Is a theorem of Mazur that a closed subset $K$ of a Banach space $X$ is compact if, and only if, there is a sequence $(x_n)$ of $X$ such that $|x_n|\to 0$ and $K\subseteq \overline{\operatorname{conv}}\{x_n:n\geq 0\}$, where $\overline{\operatorname{conv}}\{x_n:n\geq 0\}$ denotes the clousure of the converx hull of the sequence $(x_n)$.
I'm trying to understand the proof given in the book Classical Banach Spaces I, by J. Lindenstrauss and L. Tzafriri.

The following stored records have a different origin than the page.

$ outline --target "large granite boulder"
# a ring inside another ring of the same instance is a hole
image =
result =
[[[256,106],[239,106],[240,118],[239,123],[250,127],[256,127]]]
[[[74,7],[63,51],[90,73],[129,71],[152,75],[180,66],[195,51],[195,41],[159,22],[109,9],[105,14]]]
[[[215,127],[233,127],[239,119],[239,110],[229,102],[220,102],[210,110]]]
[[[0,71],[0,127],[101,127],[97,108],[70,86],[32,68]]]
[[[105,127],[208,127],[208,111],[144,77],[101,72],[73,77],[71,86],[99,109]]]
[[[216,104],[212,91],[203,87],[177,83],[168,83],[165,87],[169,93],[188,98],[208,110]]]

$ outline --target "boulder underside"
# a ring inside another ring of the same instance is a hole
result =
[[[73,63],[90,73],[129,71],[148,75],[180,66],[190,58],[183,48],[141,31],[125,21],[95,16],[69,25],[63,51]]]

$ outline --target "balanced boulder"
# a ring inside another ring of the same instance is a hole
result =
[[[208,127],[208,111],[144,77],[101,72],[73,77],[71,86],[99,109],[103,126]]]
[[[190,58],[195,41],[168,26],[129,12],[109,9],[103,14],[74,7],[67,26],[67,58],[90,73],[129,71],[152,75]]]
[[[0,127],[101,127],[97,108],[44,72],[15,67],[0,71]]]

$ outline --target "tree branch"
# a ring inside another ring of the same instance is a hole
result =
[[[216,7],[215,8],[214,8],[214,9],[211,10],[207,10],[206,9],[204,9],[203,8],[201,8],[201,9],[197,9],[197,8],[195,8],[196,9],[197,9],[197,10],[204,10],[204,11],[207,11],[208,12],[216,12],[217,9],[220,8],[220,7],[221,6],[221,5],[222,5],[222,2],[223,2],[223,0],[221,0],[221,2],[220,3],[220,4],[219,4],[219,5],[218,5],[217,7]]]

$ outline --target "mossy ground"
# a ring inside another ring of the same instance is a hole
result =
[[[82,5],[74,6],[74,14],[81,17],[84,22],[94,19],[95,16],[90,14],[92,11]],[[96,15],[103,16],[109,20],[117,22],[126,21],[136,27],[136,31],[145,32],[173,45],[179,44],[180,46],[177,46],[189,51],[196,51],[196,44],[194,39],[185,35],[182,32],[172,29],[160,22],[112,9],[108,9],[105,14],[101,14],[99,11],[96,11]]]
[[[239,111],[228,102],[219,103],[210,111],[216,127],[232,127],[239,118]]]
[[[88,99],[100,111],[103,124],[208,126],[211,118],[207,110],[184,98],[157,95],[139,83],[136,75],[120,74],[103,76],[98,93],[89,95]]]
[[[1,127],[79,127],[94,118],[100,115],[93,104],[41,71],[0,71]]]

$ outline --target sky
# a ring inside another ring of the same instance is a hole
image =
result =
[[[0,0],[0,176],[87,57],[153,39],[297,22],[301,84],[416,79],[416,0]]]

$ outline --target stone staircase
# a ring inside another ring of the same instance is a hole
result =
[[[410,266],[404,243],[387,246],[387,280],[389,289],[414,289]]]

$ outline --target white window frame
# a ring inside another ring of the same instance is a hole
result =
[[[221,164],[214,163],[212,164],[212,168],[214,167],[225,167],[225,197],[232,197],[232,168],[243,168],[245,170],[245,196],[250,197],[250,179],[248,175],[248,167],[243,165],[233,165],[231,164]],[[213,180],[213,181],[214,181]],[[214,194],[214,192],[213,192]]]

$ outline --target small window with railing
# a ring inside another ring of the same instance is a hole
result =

If $K$ is a compact subset of $X$, then there is points $x_{1,1}\dots x_{n_1,1}\in X$ such that $$2K\subseteq \bigcup_{i=1}^{n_1}B_{\frac{1}{4}}(x_{i,1})$$ Now, why must $$K_2 = \bigcup_{i=1}^{n_1}\left[B_{\frac{1}{4}}(x_{i,1})\cap 2K-x_{i,1}\right]$$ be compact?
He then, by induction, obtain, for each $j\geq 2$, points $x_{1,j},\dots,x_{n_j,j}\in X$ such that
$$K_j = \bigcup_{i=1}^{n_j}\left[B_{\frac{1}{4^{j}}}(x_{i,j})\cap 2K_{j-1}-x_{i,j}\right]$$ is compact.
Given a $x\in K$ there is a $1\leq i_1\leq n_1,\dots, 1\leq i_{k}\leq n_k$ such that $$x - \sum_{j=1}^{k}\frac{x_{i_j,j}}{2^j}\in \frac{1}{2^k}K_{k+1}$$
Why must $x\in \overline{\operatorname{conv}}\{x_{i,j}: j\geq 1\text{ and } 1\leq i\leq n_j\}$?
Also I would like to know if there is another proof of this fact.